[Haskell-cafe] monoid fold concurrently

Fri Nov 15 21:12:35 UTC 2019

On Fri, Nov 15, 2019 at 08:20:44PM +0000, PICCA Frederic-Emmanuel wrote:

> > Is the list is guaranteed non-empty?  Do you want to enforce that at the type
> > level (compile time), or "fail" at runtime when it is?

?

> > You should probably be a bit more explicit about what you mean by
> > "concurrently".  Do you know in advance that the list length is sufficiently
> > short to make it reasonable to immediately fork an async thread for each?

?

> > Also, do you want the outputs to folded in list order, or in any order (e.g.
> > roughly in order of IO action completion)?
> 
> The real probleme, is:
> 
> I have a bunch of hdf5 files which contain a stack of image and other metadata's.

Is that at least one?

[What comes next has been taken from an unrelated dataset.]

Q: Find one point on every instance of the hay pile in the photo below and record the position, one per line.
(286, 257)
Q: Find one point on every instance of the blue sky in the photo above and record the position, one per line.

O(1) per core, ... hundreds, tens of thousands? 

> for each image an associated metadatas, I can create a cube (3D array), whcih is the binning  in the 3D space

Do you have space constraints on the number of not yet folded
together cubes that can be in memory at the same time?

> binning -> binning -> binning (this is the monoid), since this is pure
> computation, I can use unsafe IO to create the merge function.

Is it actually a Monoid (has an identity), or only a Semigroup?

> In my case, I want to distribute all this on all my core.

Which is the (more) expensive operation, computing a cube or merging
two already computed cubes?

> each core can do in which ever order a merge of the binning until I have only one binning.
> 
> [a1, a2, a3,  a4]
> 
> core1: a1 + a2 -> a12
> core2: a3 + a4 -> a34
> 
> then
> 
> first core available, a12 + a34 -> a1234

That is still ultimately order preserving (but associative): (a1 + a2) + (a3 + a4).
Is the semigroup also commutative, would:  (a2 + a4) + (a1 + a3) also work?

-- 
    Viktor.